A loving community of Christ-followers glorifying God together by making disciples of all nations

“If You Love Me”

What are some of the things Christians want to be known for in the world? You can answer out loud—as a Christian what do you most want to be known for? (Allow responses)

There are lots of good things that we as Christians should want to be known for: kindness, generosity, patience, a firm commitment to a biblical world-view while being tolerant of those who have other worldviews, mercy, justice, faithfulness in marriage and other important relationships, pro-life, etc.—all good things! But the question that really matters is not what do we want to be known for as Christians; it’s what does Jesus want us to be known for as Christians?

And I’m arguing today that far and above all the good things we might want to be known for, Jesus most wants us to be known for loving Him. He’s not concerned primarily with you and I being able to persuade other people into the Christian faith through arguments and eloquence, though we should be passionate witnesses and able to speak articulately about our faith. And He’s not concerned primarily that others see us as kind, generous, patient or peace-loving people. As important as these and other traits are, of all the good impressions we might make on non-Christian people, the impression He most wants others to have when they encounter a Christian is, Man, this person really loves Jesus. I don’t agree with their beliefs; I don’t believe that Jesus is God’s Son or the Savior; I may be closing my door in their face as they offer me a Bible, I may even be in the process of cutting off their head, but I can’t deny that Jesus Christ is everything to him, to her, to them. This person—these people—they love Jesus!
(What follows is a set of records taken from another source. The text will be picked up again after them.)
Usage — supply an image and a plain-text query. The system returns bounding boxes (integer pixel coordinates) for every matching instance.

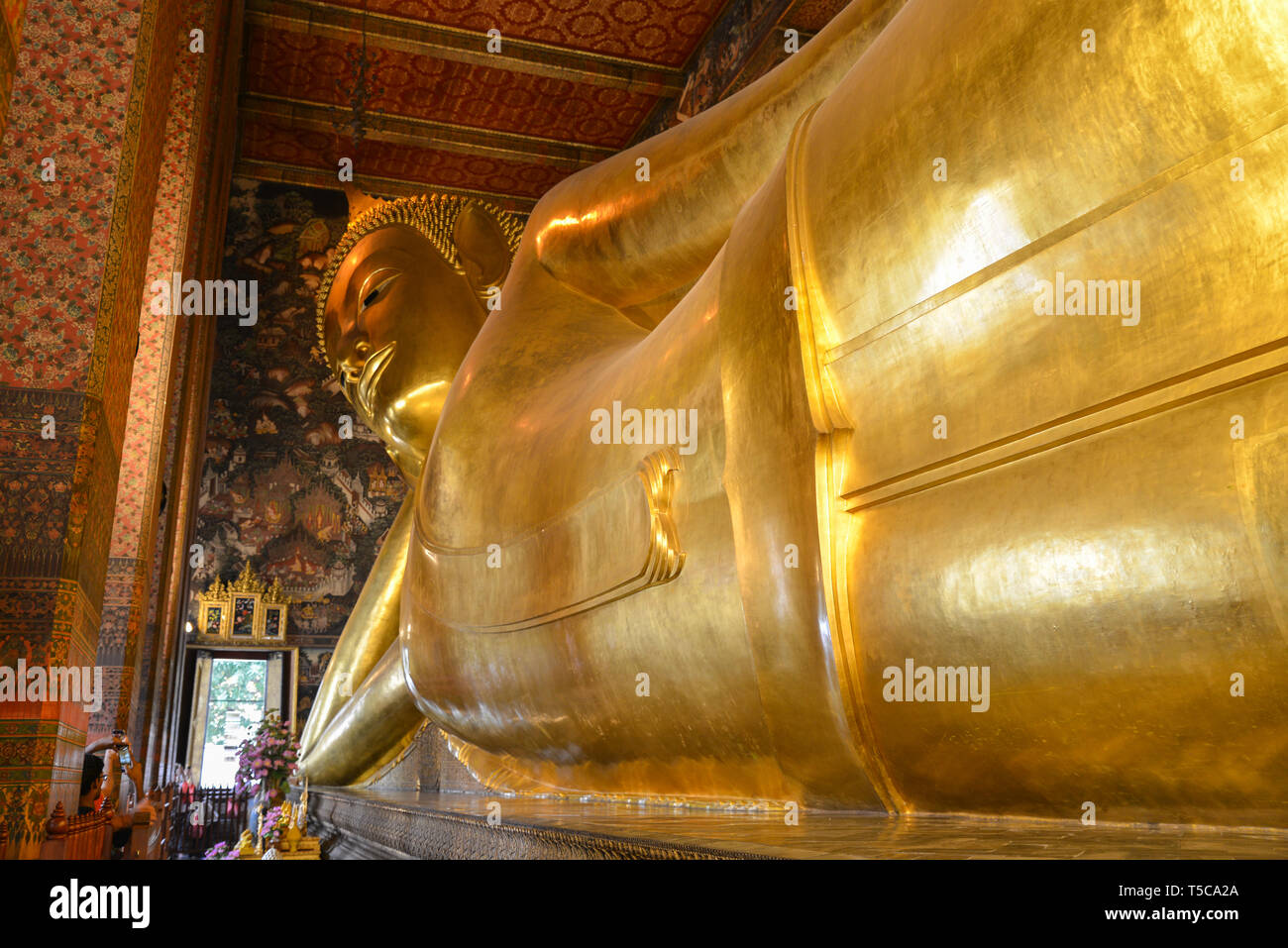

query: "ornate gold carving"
[197,562,291,644]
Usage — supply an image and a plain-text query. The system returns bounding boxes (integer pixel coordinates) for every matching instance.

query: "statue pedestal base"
[309,789,1288,859]
[309,726,1288,859]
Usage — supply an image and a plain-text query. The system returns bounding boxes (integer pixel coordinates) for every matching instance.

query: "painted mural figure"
[296,0,1288,825]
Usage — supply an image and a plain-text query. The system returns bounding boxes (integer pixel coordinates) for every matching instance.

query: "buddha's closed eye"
[358,267,399,313]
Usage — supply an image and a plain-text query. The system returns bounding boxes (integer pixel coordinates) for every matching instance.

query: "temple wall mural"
[190,177,407,725]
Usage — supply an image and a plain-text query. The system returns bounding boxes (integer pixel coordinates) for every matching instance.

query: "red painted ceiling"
[237,0,844,211]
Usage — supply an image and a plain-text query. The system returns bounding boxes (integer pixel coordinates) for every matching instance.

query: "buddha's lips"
[356,343,398,419]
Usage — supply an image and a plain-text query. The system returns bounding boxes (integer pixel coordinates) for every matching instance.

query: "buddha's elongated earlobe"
[452,201,512,293]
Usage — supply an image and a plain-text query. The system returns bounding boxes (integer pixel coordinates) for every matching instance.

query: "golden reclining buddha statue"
[303,0,1288,825]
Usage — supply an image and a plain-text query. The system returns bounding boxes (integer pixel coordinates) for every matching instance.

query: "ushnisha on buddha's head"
[317,188,522,479]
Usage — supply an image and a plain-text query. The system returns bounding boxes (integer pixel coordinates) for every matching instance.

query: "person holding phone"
[77,729,143,859]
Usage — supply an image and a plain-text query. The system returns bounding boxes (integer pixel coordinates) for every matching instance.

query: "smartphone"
[112,730,134,769]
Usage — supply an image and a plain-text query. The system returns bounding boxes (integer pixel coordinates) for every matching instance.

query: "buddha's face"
[323,224,485,481]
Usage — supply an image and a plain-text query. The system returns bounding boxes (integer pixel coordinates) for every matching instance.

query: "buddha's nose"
[340,339,371,385]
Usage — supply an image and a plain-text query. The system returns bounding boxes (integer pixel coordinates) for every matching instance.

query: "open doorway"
[201,658,268,787]
[184,649,296,787]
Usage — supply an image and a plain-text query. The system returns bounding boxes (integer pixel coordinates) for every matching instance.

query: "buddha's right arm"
[528,0,906,316]
[300,492,416,754]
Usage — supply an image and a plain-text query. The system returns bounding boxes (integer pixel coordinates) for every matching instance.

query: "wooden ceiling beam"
[239,93,613,174]
[246,0,684,97]
[233,158,537,215]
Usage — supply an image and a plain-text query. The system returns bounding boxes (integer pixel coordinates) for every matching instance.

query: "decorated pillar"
[89,0,236,759]
[0,0,179,855]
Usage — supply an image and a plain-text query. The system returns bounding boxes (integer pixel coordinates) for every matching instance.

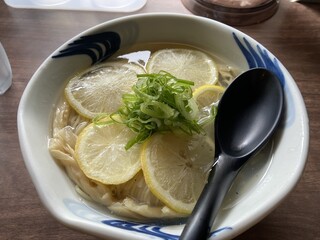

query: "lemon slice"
[75,123,141,184]
[141,133,214,214]
[147,48,218,87]
[65,62,144,119]
[193,84,225,108]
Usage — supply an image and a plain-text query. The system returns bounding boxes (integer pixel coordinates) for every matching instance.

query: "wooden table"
[0,0,320,240]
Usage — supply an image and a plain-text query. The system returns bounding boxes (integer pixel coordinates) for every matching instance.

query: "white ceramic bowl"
[18,13,309,240]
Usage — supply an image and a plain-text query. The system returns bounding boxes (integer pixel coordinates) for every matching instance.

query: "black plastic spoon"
[180,68,283,240]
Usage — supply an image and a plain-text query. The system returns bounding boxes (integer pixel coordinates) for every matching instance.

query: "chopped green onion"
[94,71,211,149]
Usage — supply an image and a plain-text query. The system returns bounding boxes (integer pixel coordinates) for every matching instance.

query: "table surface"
[0,0,320,240]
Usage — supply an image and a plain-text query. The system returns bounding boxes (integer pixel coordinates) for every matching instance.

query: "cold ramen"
[48,44,238,219]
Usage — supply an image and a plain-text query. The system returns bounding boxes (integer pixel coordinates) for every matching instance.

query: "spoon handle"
[180,154,238,240]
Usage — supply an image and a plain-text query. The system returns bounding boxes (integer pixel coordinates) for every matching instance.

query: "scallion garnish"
[94,71,204,149]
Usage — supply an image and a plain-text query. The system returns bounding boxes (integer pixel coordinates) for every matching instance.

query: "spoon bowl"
[180,68,283,240]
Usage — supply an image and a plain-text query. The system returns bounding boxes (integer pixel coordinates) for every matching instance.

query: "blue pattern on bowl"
[52,32,121,65]
[64,199,232,240]
[232,33,295,128]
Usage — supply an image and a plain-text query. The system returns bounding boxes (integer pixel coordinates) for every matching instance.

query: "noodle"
[48,46,235,219]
Jesus says in v. 15, “If you love me, you will keep my commandments.” In English it sounds like commandment keeping is Jesus’ primary objective for His followers—it is! It sounds like the main impression Jesus wants His followers to make on the world is that we’re good commandment-keepers—and it is! But, as we saw a couple of weeks ago, we mustn’t miss what comes first in the verse: “If you love me, you will keep my commandments.” Underlying and undergirding our commandment-keeping is the foundational principle of love for Jesus. “If you are loving me, you will keep my commandments.

When we keep Jesus’ commandments we outwardly demonstrate our inward love for God the Father and God the Son. And that’s great! But what else are we doing when we obey Jesus’ command to love our neighbors as ourselves by meeting their glaring need for a friend? What are we doing when we obey Jesus’ command to love one another by holding other Christians accountable to hate sin and live holy lives? What are we really doing when we obey Jesus’ command to care for the poor, pray for our enemies, and take the gospel to the hostile places and peoples of the world? More than just showcasing our love for Jesus who’s sent us into the world as His ambassadors, we showcase Jesus’ loving obedience of the Father who sent Him into the world as His ambassador. We don’t obey Jesus to make much of ourselves or our ministries; we obey to extend His love and ministry into the world, who came extending His Father’s love and ministry into the world. We mustn’t want the world to look at us and say, “What good Christians.” The demonstration of inward love by outward obedience doesn’t stop with us; our obedience points to Jesus’ obedience; and Jesus’ obedience points to the Father, as He says in v. 31, “I do as the Father has commanded me, so that the world may know that I love the Father.”

Demonstrating our love for Jesus by obeying His commands was—and remains today—a huge responsibility for which Jesus’ disciples in every genera-tion need help! How many are the snags, the temptations, and obstacles; how many are the worldly enticements to comfort and cultural correctness that would hinder us from giving a faithful outward testimony of our inner love for Jesus! This is why Jesus told His first disciples in vv. 16-17, “I will ask the Father, and he will give you another Helper, to be with you forever, even the Spirit of truth, whom the world cannot receive, because it neither sees him nor knows him. You know him, for he dwells with you and will be in you.”  Now let’s unpack that statement.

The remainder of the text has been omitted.